More than 200 national organisations (including Asda, Tesco, Unilever, PepsiCo, Kellogg’s, Nintendo and the Fitness Industry Association) supported the movement by, for example, selling bikes at cost, providing money-off fruit and vegetables and funding free exercise sessions. Other government departments synchronised their activity and created new activity under Change4Life subbrands (such as Swim4Life, Play4Life and MuckIn4Life).

Three of the main health charities (Cancer Research UK, Diabetes UK and the British Heart Foundation) ran the own campaign in support of Change4Life, and other non-governmental organisations, such as Natural England and Sustrans, also supported the campaign.

Early results indicate that families are already changing their behaviours. In our tracking study, 30% of mothers who saw the advertising (equating to more than one million mothers) are claiming to have changed at least one thing in their children’s diets or activity levels as a direct result of Change4Life.

Actual purchases were analysed by dunn-humby (using the Tesco Clubcard database) of 10,000 of the families who were most engaged with Change4Life5 and compared these to a demographically compatible control group. The analysis found a significant difference in the purchasing behaviour of the intervention group. Specifically, Change4Life families bought more low-sugar drinks, more low-fat milk, more fruit and vegetables, more dried pasta and fewer cakes.

The Department of Health has committed significant funds to Change4Life. In addition to the not-yet quantified free activity provided by local authorities, the NHS and community groups, the Change4Life movement has attracted significant support and in kind funding from partners. For example:

  • £1.5m from other government departments;
  • £9m spent by national partners;
  • £12.5m in free media space for the launch6;
  • £500,000 in free media around the sponsorship of Channel 4’s The Simpsons7; and
  • £200m in future commitments by Business4Life consortium.
  • Collectively, these give an ROI of £2.98 for every £1 spent.

What are the key lessons from the programme?
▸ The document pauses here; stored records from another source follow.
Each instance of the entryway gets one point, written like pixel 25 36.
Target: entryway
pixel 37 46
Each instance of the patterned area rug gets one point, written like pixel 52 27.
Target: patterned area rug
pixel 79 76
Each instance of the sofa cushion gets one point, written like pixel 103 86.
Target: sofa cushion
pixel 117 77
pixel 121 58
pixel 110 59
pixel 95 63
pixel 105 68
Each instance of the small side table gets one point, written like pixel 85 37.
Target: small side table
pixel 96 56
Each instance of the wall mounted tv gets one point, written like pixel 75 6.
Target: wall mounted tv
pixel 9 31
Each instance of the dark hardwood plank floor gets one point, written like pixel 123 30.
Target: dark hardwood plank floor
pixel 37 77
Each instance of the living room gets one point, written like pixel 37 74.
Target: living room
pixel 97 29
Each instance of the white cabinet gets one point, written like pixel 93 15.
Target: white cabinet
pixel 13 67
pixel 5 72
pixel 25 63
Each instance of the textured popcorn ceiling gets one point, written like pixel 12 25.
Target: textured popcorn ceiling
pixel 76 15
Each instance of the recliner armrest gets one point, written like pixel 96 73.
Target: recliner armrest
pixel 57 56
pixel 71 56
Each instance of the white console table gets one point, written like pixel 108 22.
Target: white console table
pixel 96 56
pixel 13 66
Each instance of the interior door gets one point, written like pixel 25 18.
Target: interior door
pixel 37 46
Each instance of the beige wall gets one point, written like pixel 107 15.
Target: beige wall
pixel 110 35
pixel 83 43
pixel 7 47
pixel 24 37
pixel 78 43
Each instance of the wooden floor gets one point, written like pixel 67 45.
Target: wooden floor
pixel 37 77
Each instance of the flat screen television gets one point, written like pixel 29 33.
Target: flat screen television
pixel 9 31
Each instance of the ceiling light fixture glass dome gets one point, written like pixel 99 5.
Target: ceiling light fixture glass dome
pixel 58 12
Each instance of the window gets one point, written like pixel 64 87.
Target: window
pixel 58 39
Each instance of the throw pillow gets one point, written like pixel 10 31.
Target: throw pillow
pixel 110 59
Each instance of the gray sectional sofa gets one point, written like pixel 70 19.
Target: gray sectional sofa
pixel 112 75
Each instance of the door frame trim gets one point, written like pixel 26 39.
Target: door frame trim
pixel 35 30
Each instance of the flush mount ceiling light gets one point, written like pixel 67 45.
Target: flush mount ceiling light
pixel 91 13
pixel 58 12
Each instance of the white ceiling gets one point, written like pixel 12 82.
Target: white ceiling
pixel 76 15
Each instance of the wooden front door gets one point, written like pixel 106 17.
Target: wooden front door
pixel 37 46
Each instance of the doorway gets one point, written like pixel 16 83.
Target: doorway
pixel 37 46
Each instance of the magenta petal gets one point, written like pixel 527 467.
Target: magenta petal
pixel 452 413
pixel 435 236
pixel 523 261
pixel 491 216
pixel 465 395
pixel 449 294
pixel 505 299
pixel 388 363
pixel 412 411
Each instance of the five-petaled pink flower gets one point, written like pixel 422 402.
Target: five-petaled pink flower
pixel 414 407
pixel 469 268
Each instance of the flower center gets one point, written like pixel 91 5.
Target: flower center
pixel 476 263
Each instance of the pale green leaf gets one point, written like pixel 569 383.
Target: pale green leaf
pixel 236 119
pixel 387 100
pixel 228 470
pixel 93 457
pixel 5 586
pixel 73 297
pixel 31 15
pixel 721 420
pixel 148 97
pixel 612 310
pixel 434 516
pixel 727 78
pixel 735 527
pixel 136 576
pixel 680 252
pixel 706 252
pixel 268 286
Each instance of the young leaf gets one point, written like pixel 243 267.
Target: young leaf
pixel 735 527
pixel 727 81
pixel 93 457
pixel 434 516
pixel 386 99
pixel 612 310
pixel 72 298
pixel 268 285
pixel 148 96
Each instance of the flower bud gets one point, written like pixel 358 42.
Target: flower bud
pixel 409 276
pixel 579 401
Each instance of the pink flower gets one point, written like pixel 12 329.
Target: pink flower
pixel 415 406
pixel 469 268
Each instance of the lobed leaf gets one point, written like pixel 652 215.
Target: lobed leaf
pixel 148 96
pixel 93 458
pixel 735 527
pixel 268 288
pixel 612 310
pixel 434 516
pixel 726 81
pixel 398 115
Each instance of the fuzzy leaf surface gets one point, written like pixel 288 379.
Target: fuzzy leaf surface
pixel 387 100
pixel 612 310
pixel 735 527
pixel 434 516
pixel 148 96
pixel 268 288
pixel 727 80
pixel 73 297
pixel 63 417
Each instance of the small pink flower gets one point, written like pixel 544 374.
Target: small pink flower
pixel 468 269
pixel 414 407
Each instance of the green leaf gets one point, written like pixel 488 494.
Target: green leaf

Reviewing the programme, we realise that there are some things that have been crucial to the success and provide useful learnings for marketers across both the private and public sectors.

l Put corporate social responsibility activity at the heart of an organisation’s marketing efforts. With Change4Life, embedding the campaign within the broader policy context was crucial. This helped to bind the policy together and explain it to the public.
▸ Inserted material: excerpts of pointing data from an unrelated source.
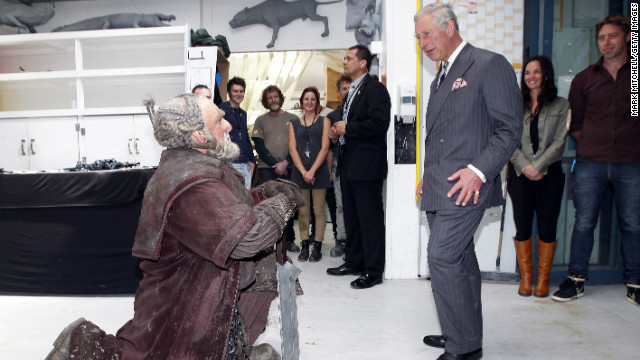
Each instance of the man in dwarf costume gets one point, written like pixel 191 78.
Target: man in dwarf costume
pixel 200 236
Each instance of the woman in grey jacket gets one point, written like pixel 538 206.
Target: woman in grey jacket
pixel 536 180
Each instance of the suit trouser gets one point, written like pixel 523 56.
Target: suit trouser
pixel 455 277
pixel 364 224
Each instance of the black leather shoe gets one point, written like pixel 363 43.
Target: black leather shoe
pixel 344 269
pixel 434 341
pixel 365 281
pixel 471 355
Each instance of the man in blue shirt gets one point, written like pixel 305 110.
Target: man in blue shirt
pixel 246 162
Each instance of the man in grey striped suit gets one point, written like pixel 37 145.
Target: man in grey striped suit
pixel 473 125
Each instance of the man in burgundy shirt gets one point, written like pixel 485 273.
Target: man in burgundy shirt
pixel 607 153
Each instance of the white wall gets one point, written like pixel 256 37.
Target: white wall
pixel 214 15
pixel 406 229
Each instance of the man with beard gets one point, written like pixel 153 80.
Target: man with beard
pixel 271 137
pixel 237 117
pixel 362 168
pixel 199 233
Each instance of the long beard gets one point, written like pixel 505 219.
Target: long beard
pixel 225 150
pixel 275 107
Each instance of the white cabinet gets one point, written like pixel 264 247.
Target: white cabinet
pixel 96 79
pixel 126 138
pixel 91 72
pixel 38 143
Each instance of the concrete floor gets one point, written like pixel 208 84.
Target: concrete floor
pixel 384 322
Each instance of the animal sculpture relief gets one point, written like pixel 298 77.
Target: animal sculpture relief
pixel 24 15
pixel 278 13
pixel 118 21
pixel 362 18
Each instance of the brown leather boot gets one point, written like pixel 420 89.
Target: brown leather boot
pixel 545 261
pixel 525 261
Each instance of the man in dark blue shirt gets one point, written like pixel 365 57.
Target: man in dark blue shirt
pixel 246 162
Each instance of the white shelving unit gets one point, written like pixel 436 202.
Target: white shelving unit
pixel 91 72
pixel 70 81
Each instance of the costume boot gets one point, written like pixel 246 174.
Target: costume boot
pixel 545 261
pixel 525 261
pixel 304 251
pixel 316 253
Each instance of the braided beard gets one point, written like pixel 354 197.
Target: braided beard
pixel 225 150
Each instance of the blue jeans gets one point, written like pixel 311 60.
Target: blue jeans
pixel 591 180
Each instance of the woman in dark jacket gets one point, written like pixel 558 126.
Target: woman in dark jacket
pixel 536 180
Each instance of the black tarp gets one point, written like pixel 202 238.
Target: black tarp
pixel 70 233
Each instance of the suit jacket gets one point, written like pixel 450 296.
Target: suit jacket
pixel 365 150
pixel 474 117
pixel 552 131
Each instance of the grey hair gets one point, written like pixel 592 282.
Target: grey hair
pixel 441 12
pixel 175 120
l Mobilise a network of national partners, across the commercial sector, non-governmental organisations and, if relevant, other government departments.

The coalition of partners, as an embedded team, is the engine that delivers the campaign. With Change4Life the team opened a new range of money-can’t-buy communications channels and, as the trusted voice, helped to change behaviour at the all-important points of influence, purchase or consumption.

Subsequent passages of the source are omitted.